It's not every day we can say this, but our story begins with the Titan Missile Program. Invented by electrical engineer Jim Lawrence, the LA-2A derives much of its character from its T4 'optical attenuator capsule', the design for which was based on work Lawrence had done for the defense industry at Cal Tech's Jet Propulsion Laboratory during the 1950s.
The LA-2A was born out of a practical need. Whilst working at a radio station in LA, Lawrence grew weary of riding the gain knobs and began contemplating a means by which the task could be automated. Having designed optical sensors at JPL, it wasn't beyond him to control the dynamics of an audio signal.
Released under the name Teletronix in 1958, Lawrence's first leveling amplifier, the LA-1, found its way into the hands of singing cowboy Gene Autry, who spread the word about this marvellous new tool.

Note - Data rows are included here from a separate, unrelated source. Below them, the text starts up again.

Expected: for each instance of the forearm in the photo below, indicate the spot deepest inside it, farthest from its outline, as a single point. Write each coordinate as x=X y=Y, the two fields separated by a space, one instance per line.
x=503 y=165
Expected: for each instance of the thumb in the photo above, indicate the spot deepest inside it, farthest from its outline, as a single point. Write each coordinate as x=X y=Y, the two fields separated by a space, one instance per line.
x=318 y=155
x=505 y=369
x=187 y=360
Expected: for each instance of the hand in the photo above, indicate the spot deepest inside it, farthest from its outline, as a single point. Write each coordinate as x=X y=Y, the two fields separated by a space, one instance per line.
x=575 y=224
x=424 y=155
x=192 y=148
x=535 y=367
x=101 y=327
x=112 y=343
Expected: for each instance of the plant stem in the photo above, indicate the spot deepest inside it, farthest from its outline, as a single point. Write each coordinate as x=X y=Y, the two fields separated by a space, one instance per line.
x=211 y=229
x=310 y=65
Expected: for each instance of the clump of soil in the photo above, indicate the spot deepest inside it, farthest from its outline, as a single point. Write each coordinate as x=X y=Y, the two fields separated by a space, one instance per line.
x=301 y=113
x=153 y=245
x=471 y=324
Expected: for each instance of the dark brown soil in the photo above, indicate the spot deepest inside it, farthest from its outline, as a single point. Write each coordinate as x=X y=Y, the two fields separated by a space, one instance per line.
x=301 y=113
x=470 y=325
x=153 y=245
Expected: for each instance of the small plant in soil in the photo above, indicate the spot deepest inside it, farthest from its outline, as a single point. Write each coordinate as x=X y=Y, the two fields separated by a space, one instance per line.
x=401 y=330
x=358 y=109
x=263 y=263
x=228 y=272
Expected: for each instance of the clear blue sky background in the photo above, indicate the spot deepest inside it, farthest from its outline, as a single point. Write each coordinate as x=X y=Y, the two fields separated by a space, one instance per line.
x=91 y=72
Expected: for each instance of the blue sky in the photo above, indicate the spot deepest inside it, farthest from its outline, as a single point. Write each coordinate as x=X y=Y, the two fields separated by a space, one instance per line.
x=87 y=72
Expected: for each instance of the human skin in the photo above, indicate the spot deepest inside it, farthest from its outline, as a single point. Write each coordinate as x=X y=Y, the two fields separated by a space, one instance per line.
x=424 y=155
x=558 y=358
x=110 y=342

Around a hundred LA-1s were built before the design was improved with a bigger meter and the now-famous T4 opto-attenuator capsule. Next, the LA-2 found favour with entertainment luminaries, ending up in the racks of RCA's New York and Nashville studios.
In 1962, the LA-2 was quickly superseded by a further improved model offering a new front panel, better wiring and lower noise. This new take, the LA-2A, would become the standard against which all opto compressors would be measured for decades. Soon after, Lawrence sold Teletronix to Babcock Electronics who then sold the brand to Bill Putnam's Studio Electronics Corporation (now Universal Audio).
The secret to the LA-2A's famous response comes in large part from that T4 capsule, which consists of an electro-luminescent panel coupled with a pair of photo-sensitive resistors; one for the gain reduction, the other for the meter (when in Gain Reduction mode). The louder the signal passing through, the brighter the electro-luminescent panel. The brighter the panel gets, the higher the photo resistor's impedance, which in turn reduces the gain.
By design, the T4's attack time is fixed at 10ms; however, while the initial release time is 60ms during the first half of the release, the rest of the release is gradual and varies from between 1-15 seconds, depending on the length and volume of the incoming signal. Longer, louder signals decay more slowly than weaker signals. This is the signature of the LA-2A and one prized by engineers the world over.
Additionally, the LA-2A can provide up to 40dB of tube-amplified gain from input to output, meaning that it also acts as a preamp as well as a compressor.
With only the merest of controls available, the LA-2A is a doddle to use and virtually incapable of producing a bad sound. Peak Reduction and Gain knobs are used to dial in the amount of processing and signal level, and a switch is provided to select the role of the VU meter, while another toggles between compression and limiting.
The LA-2A would be replaced by a solid-state descendent in 1967 and only built in limited numbers until revived by Universal Audio in 2000. Much as the Minimoog is to synths, the LA-2A is something of a sonic holy grail for compressor designers and developers looking to create software and hardware clones.
Three amazing software LA-2A emulations
Universal Audio Teletronix LA-2A Classic Leveler Collection
Universal Audio's virtual version of their own LA-2A hardware was one of several classic emulations that helped cement UAD's position as the premium DSP system. The original 'legacy' plugin was recently superseded by the Classic Collection, with its meticulously models of not one but three variants of the original hardware design.
FULL REVIEW: Teletronix LA-2A Classic Leveler Collection
This cross-platform plugin is designed to bring the sound of the LA-2A to the native desktop environment. Precisely modelling the behaviour of the original compressor/limiter, CLA-2A is enhanced by a preset selection designed by famed producer Chris Lord-Alge. Get it in a bundle with models of Urei's other classics, the LA-3A and 1176LN.
READ MORE: CLA-2A (opens in new tab)
Variety of Sound ThrillseekerLA
If your pennies are in a pinch, you could look into Variety of Sound's ThrillseekerLA (32-bit Windows only). Not strictly cloned from an LA-2A (despite the name), this plugin nevertheless offers LA-2A-style program-dependent envelope timing, though the developer has offered up user control over both attack and release time as well.